Come nasce “Mediterraneo Ostinato”? Raccontaci un po’ la storia di questo nuovo disco…
Questo nuovo album ha preso vita da una serie di impulsi ed ispirazioni. Innanzitutto, ci ha colpito questo dibattito tra gli stati europei del nord che sono frugali, attenti, rigoristi, belli e specchiati, e noi mediterranei brutti, sporchi e cattivi. Onestamente questa cosa mi dava fastidio perché penso che le basi della nostra civiltà siano nel Mar Mediterraneo con la Grecia, l’Italia e la Spagna che sono state la culla del pensiero europeo. Invece, questa civiltà veniva uccisa dalla narrazione che veniva fatta dai rigoristi, quelli che si considerano il buono dell’Europa mentre noi siamo la zavorra. Certo ci sono tante colpe negli stati che si affacciano sul Mediterraneo, ma esistono anche i pregi, le bellezze e tanta arte e storia. E’ nato, quindi, il pensiero di esternare l’esigenza che abbiamo di difendere il nostro modo di essere perché ha insegnato tanto agli altri e ci rappresenta. Perché mai dovremmo sentirci olandesi o tedeschi quando noi abbiamo delle caratteristiche meravigliose che sono quelle dell’accoglienza, di un modo di essere, mangiare e produrre e di vivere il nostro tempo. Partendo da questa considerazione ad ampio raggio mi è venuta l’idea di rivendicarla e quindi da qui l’idea di “Mediterraneo Ostinato” ovvero ostinatamente mediterranei, un modo di essere da difendere. Quando vado nel Maghreb mi sento molto più vicino culturalmente ad un marocchino o un tunisino piuttosto che ad un cittadino dell’Europa del nord. Nei vicoli di Algeri, Genova, Napoli, Palermo o Istanbul ritrovi un po’ lo stesso spirito con queste strade piccoline e strette che svelano scorci di mare e quei muri scrostati che sono un po’ le rughe che sono sulle nostre facce, facce che hanno vissuto e hanno millenni di storia, racconti, vicende ed interconnessioni perché il Mediterraneo è questo. 

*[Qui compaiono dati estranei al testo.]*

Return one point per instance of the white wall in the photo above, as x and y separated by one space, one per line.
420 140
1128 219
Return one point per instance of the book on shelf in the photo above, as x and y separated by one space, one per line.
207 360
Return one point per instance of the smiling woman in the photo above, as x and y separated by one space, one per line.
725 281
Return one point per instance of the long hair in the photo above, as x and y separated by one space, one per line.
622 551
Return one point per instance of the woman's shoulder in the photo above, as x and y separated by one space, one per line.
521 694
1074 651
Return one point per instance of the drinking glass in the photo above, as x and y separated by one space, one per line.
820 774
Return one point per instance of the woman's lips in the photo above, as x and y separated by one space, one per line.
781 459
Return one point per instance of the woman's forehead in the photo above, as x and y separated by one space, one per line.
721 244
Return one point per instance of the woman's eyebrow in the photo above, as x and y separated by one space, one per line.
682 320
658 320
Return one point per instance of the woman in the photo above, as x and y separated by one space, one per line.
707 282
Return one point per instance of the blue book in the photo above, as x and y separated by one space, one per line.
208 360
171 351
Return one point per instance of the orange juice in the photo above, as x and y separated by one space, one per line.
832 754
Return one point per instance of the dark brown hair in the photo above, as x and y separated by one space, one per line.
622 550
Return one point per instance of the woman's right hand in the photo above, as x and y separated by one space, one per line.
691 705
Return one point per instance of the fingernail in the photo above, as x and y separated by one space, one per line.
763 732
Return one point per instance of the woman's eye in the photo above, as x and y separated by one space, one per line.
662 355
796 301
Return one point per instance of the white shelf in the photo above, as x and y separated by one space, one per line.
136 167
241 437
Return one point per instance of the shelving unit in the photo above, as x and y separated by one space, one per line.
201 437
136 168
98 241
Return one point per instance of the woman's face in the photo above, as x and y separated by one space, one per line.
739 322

E’ da sempre un posto di incontri, scambi e quanto ogni cultura ha dato all’altro. 

Come i precedenti anche questo disco segue un preciso concept…
Non sono mai riuscito a mettere nei miei dischi una successione di canzoni senza un filo conduttore. Se ci pensi tutti i miei dischi ruotano intorno ad un tema ben preciso è stato così per i precedenti “Soundcity” e “Folkpolitik, ma anche per “Marea Cu Sarea” e “Stari Most” che era sul rapporto tra Oriente ed Occidente.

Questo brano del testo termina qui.